Add Mixtral to `test_match_huggingface` test

Open joelburget opened this issue 1 year ago • 1 comments

Description

This PR is a demonstration / for discussion. I've extended the existing test_match_huggingface test, adding a Mixtral test. As implemented, I'm sure this breaks other things, but this PR is really just intended more as a proof-of-concept and a demonstration of an unexpected difficulty making it work ((2) below).

A few things of note:

GPT2 and Mixtral don't use the same names in transformers so I had to remove GPT2 from the test. (See the commented out hf_out lines).

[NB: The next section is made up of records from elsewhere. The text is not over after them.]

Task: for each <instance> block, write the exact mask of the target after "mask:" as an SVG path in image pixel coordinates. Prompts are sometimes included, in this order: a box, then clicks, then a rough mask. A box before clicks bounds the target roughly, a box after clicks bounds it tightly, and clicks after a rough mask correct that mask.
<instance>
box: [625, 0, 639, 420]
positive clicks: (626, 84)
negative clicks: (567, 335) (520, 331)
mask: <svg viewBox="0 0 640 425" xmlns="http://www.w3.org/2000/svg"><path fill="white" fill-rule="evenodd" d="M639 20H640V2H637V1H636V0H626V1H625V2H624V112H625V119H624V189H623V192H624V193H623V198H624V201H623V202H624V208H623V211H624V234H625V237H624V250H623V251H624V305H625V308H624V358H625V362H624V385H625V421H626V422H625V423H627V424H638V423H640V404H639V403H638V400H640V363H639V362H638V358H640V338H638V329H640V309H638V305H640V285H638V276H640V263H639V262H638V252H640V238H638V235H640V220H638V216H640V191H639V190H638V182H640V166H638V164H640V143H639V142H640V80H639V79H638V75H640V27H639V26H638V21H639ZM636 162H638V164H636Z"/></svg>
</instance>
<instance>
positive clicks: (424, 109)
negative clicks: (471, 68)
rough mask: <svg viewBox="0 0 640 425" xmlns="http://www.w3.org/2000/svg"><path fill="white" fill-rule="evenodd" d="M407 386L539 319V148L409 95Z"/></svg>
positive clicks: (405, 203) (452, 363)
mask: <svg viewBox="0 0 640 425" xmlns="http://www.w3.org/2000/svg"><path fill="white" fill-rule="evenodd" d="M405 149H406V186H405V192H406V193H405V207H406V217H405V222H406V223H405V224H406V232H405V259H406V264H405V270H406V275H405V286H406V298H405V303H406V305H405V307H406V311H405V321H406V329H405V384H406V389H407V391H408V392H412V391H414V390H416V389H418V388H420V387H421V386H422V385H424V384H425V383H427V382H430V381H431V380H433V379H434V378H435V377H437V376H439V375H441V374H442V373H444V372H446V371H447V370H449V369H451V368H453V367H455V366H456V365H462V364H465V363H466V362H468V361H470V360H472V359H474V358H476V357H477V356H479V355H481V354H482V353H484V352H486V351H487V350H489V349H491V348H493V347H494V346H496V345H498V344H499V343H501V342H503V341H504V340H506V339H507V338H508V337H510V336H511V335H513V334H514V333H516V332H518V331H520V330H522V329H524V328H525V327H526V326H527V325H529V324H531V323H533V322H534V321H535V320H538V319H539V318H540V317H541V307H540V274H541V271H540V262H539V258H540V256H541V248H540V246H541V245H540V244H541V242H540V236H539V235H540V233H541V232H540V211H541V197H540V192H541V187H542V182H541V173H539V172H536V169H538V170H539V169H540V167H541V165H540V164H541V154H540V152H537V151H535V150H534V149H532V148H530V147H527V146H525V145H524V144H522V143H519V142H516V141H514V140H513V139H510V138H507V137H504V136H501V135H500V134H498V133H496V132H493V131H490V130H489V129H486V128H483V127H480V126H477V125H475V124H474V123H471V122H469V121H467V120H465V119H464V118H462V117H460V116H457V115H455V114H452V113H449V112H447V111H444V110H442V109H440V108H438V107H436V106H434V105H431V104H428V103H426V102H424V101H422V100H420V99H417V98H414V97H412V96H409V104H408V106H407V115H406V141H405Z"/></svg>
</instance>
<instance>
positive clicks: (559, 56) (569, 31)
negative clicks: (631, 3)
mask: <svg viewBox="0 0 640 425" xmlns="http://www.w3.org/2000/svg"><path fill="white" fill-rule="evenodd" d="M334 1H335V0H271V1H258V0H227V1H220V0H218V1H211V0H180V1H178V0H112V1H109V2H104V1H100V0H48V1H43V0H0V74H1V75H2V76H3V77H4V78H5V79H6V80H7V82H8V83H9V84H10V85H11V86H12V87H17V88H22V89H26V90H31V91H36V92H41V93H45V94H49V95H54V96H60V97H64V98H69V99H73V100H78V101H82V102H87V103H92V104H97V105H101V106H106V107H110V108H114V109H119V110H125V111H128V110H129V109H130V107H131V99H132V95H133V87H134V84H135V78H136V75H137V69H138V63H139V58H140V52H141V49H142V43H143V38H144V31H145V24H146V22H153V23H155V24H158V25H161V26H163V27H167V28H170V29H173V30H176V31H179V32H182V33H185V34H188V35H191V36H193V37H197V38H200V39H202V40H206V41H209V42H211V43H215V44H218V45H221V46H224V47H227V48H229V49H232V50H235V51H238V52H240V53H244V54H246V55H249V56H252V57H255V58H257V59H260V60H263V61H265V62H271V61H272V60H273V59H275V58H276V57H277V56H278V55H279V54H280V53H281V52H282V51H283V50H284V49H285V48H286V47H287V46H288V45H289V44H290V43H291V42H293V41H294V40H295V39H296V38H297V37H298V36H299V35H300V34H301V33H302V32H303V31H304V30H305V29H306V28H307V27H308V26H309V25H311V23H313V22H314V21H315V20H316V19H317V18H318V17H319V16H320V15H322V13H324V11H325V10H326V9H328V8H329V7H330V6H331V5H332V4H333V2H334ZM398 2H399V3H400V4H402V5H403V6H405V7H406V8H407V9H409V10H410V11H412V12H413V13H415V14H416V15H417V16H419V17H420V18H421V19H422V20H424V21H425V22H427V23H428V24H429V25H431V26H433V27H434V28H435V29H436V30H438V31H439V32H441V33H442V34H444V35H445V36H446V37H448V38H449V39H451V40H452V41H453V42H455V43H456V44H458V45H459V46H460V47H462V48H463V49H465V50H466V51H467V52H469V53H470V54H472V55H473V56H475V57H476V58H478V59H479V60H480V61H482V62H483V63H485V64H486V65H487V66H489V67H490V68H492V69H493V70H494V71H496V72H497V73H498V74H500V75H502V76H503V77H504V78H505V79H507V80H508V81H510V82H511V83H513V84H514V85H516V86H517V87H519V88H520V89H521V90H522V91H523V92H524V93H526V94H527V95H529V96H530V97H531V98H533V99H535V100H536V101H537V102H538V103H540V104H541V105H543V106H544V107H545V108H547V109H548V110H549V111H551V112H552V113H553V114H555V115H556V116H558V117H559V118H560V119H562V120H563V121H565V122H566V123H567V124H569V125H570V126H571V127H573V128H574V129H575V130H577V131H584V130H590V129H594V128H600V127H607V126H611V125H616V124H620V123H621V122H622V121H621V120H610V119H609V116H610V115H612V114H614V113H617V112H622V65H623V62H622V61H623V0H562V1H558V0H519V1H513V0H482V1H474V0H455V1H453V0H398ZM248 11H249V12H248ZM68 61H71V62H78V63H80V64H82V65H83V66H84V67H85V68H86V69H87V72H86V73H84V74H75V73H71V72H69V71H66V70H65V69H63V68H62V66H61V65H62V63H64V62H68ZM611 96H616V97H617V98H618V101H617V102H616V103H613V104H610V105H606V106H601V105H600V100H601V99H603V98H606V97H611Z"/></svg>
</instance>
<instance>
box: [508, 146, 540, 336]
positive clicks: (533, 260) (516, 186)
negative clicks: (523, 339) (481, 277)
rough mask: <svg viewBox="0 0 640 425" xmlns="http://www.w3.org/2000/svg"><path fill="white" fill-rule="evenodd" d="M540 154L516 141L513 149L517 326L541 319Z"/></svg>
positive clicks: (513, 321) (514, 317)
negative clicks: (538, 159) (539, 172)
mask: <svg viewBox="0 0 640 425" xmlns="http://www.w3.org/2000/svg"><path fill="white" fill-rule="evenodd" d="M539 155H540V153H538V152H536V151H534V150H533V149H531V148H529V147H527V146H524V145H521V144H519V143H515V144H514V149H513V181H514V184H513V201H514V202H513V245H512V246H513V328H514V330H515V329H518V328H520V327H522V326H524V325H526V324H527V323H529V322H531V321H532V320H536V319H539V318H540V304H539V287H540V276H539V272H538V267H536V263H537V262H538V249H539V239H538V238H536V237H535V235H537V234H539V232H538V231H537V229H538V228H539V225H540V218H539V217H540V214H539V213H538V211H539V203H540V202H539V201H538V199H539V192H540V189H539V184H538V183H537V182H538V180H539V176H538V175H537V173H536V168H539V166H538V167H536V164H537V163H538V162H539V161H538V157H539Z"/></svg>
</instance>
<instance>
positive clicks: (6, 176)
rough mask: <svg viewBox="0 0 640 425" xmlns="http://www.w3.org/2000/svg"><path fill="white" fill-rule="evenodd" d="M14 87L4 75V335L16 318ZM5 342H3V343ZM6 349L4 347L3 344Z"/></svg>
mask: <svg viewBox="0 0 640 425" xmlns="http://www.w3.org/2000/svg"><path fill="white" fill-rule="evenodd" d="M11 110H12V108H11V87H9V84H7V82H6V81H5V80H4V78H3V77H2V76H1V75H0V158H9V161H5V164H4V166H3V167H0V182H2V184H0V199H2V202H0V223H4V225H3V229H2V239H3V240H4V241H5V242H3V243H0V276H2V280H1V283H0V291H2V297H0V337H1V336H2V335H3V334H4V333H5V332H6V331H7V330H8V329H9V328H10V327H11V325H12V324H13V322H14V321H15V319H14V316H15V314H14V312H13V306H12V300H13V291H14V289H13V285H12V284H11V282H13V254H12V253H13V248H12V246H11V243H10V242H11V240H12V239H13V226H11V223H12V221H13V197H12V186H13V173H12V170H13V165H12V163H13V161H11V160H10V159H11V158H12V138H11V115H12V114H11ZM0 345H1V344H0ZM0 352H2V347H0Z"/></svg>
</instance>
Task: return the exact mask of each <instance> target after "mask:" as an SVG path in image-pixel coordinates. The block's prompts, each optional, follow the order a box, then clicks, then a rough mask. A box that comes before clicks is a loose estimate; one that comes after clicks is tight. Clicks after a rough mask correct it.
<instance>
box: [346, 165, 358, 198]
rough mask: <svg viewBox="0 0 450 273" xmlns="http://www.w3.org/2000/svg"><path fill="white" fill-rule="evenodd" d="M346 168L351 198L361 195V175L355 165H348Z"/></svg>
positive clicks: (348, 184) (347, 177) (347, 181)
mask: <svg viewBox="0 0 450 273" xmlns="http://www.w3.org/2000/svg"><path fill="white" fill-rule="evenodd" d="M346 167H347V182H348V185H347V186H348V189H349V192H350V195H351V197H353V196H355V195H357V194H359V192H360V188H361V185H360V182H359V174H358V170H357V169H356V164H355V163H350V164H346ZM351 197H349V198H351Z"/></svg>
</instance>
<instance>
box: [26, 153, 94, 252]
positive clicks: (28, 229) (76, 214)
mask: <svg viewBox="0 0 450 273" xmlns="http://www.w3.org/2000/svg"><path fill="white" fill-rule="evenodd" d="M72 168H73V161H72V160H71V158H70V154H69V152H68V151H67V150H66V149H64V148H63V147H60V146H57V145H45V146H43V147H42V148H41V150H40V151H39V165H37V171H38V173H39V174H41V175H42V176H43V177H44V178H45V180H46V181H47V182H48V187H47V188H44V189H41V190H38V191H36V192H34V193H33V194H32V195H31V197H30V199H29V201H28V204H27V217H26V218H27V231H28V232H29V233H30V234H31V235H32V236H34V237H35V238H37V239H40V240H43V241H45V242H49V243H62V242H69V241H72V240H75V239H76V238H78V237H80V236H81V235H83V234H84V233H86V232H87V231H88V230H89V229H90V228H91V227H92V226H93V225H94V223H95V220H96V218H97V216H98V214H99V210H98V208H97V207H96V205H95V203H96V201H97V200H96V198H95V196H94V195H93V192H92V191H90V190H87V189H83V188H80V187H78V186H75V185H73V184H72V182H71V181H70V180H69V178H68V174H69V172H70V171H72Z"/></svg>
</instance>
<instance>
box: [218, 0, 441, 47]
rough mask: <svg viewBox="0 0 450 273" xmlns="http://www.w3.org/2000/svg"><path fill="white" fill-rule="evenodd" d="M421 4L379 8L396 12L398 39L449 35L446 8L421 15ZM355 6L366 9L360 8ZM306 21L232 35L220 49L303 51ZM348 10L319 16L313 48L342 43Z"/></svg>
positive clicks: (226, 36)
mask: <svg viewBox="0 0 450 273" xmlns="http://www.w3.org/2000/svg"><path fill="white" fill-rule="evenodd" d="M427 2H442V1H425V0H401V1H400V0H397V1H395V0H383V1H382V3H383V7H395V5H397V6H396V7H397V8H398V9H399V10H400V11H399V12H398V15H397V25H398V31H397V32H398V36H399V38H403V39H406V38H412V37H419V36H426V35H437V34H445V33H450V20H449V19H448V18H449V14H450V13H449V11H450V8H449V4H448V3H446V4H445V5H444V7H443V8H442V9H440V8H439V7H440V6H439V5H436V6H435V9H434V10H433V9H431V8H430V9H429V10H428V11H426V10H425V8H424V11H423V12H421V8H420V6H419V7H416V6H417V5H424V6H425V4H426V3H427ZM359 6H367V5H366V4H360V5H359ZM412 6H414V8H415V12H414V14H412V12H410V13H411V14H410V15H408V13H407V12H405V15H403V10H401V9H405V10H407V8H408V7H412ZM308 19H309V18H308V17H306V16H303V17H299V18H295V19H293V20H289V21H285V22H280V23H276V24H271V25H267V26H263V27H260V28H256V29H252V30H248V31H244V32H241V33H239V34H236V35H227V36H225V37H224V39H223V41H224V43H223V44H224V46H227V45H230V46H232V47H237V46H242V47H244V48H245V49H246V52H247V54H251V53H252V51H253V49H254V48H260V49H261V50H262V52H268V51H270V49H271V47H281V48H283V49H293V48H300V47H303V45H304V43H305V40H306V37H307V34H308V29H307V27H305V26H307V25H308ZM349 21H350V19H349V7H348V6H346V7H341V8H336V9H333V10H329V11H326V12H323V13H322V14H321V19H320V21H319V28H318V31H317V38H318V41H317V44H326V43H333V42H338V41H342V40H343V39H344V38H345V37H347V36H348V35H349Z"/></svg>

This is easily fixed by not parametrizing the test but probably leads to some duplicated code.
I had to change W_in, W_gate, and W_out to be the transpose of how they were previously represented. See https://stackoverflow.com/q/78745180/383958 for reasoning.
I had to rewrite most of forward to get tests to pass. I think there was an actual difference in logic compared to Mixtral but I'm not entirely sure.
The test uses a model I made (see script demonstrating how), which just contains the first layer of Mixtral-7B. This makes it possible to actually run the test on a laptop.

Type of change

Testing / discussion. This is a follow-up to #570 / #641.

Checklist:

[x] I have commented my code, particularly in hard-to-understand areas
[x] I have made corresponding changes to the documentation
[x] My changes generate no new warnings
[x] I have added tests that prove my fix is effective or that my feature works
[ ] New and existing unit tests pass locally with my changes
[ ] I have not rewritten tests relating to key interfaces which would affect backward compatibility

Jul 15 '24 00:07 joelburget

There are quite a few differences compared to the current released version of TransformerLens. I would be curious to see this test running against that current version. In the current version, the MLP used for MoE is actually a specialized MLP that only exists within the MoE component. This MLP could be split out into a UnbiasedGatedMLP, and that probably will happen, but the point is that the current implementation is quite a bit different than what is here, or from what the starting point was for this PR.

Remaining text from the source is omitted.